The key to a successful economic system from a monetary policy perspective
is stability; money supply should respond to demand for money (which over the
long run grows at a fairly stable pace) and the Federal Reserve should remain
vigilant over the stability of the system by overseeing full implementation
of rules and regulations and by acting as a lender of last resort during systemic
emergencies. I equate this to a choice for quality (less action, more targeted
action) over quantity (too much activism, too much money).
Education
I believe that improvements in this area are at the absolute center of positive
social change and if implemented properly and forcefully will be the driving
force to redirect the disruptive course our socio-economic system has undertaken.
While no one (of any party, color or social class) will ever question openly
the importance of globally improved education, the reality is that this major
element of social stability, personal improvement and economic growth is perennially
understated and often suppressed. Politics, religious manipulations and often
just unfortunate market forces dictate watering down of knowledge everywhere
around the globe. The United States, once proud global leader of knowledge,
are facing the first generation that is about to loose such leadership. Thirty
years ago 30% of world's college graduates were produced here, now it is only
14%; while other measures of cultivation of technological talent like the number
of new patents awarded or the number of people employed in idea-generating
occupations show a less successful generation than past ones [2].
The Middle East thanks to its widespread religious rule and infighting politics
has not yet been able to significantly improve widespread literacy or spark
substantial original scientific research. But no region is immune; Europe is
dedicating only 1.3% of its domestic product to higher education, continuing
a trend of underperformance versus the US lasting now almost 30 years [3].
And the much proclaimed Russian "dream to build a knowledge-based economy based
on an army of trained scientists remains a dream." [4] Even
Italy, cradle of the Renaissance, is now sadly slipping toward the bottom of
international education rankings. Quality in education is seriously in danger.
This is an issue that must be tackled globally, locally and at different levels
of the educational chain.
I strongly support US involvement at the international level in efforts to
raise global educational standards. Ideas such as the one put forward by the
previous British Ambassador to the US, David Manning, to establish a World
Education Bank might have good merits. At the domestic level, it is imperative
that standards be raised dramatically, that more and more children be brought
into the educational circle, that the unjustified sense of entitlement so rooted
nowadays in many of our young students be eradicated in favor of a true appreciation
for the discovery of knowledge.
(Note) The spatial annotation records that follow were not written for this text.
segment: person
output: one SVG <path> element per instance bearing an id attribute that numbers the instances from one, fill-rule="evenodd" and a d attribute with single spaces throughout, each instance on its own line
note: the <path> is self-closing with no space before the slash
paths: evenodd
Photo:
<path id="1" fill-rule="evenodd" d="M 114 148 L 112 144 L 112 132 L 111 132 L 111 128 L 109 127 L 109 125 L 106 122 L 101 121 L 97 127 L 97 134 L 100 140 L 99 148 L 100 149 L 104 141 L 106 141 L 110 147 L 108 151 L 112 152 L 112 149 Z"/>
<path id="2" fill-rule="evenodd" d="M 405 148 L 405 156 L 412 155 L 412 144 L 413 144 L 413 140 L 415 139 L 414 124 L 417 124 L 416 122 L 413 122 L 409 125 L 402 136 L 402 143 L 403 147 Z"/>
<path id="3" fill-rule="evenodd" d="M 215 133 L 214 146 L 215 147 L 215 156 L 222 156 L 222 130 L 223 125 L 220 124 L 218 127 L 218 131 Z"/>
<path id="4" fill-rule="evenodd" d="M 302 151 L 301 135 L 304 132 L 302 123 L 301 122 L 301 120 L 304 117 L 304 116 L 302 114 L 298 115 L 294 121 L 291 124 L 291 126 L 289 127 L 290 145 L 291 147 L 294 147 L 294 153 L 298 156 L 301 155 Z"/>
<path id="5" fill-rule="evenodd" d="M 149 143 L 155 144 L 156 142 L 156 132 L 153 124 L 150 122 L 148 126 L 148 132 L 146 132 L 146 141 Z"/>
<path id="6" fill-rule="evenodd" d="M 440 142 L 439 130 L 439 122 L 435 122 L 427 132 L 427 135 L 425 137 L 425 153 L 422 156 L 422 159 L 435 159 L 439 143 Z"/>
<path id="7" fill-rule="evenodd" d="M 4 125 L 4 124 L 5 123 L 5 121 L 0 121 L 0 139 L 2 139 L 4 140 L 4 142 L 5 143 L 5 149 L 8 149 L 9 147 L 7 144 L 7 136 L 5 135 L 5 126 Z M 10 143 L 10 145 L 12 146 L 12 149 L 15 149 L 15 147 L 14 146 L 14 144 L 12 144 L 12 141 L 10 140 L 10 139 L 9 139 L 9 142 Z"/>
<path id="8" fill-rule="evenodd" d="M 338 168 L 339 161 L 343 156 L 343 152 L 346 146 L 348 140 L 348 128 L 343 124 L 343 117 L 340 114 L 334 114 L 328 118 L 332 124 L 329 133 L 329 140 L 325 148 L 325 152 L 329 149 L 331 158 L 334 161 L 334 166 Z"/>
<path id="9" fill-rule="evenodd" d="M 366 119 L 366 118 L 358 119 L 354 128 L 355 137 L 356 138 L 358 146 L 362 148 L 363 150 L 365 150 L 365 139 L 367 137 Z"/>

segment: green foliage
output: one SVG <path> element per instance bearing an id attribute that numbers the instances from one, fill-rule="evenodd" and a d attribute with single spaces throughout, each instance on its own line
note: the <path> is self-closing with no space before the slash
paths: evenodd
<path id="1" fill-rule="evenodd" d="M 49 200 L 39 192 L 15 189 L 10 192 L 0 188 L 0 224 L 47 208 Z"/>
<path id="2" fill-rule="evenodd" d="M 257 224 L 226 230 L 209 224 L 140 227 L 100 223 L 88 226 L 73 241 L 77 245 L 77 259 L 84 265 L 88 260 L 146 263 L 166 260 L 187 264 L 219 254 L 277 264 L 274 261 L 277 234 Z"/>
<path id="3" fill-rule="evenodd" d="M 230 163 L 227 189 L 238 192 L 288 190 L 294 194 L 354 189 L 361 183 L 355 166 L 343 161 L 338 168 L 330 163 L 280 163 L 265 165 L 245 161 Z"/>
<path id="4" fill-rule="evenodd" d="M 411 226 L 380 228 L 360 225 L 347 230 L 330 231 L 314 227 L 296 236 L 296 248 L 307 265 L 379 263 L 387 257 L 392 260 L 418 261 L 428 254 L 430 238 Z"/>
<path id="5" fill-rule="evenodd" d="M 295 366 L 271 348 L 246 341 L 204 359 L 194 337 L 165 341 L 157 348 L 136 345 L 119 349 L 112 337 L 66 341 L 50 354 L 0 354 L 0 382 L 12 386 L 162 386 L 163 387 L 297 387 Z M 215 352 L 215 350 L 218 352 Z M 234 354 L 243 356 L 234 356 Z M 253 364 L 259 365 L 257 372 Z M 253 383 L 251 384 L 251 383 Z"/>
Naturally, more money should be spent on these
resources via public channels, private funds and a reformation of the present
system (a few of Milton Friedman's ideas on this subject are still incredibly
valid today); generally speaking the return on investment for a society on
every dollar (or other currency) spent on education is one of the highest returns
any investment can yield. A recent US study indicates that every dollar spent
in early quality care and children education saves about $13 in the future
to the taxpayers [5] and
I believe this is a large underestimation.
In essence, we need higher quality of widespread education and more understanding
of the positive ramifications of globally improved education.
On a different level, a strong focus on research and innovation (as a byproduct
of more emphasis on education) could be the spark that will push the United
States back into a global leadership position. The opportunities are endless;
for example, as a nation we are now facing an energy shock of unsettling proportions.
The dire economic and environmental consequences of our (and the world's) dependence
on fossil fuels are now rather unquestionable. The US must take the lead in
the development of alternative energies at this strategic juncture. Such an
act will eventually provide a solution to a problem that is not going to disappear,
it will put us in a position of global leadership and economic advantage and
it will most likely help restore a lot of that global political influence and
prestige which was unfortunately tarnished in the last few years.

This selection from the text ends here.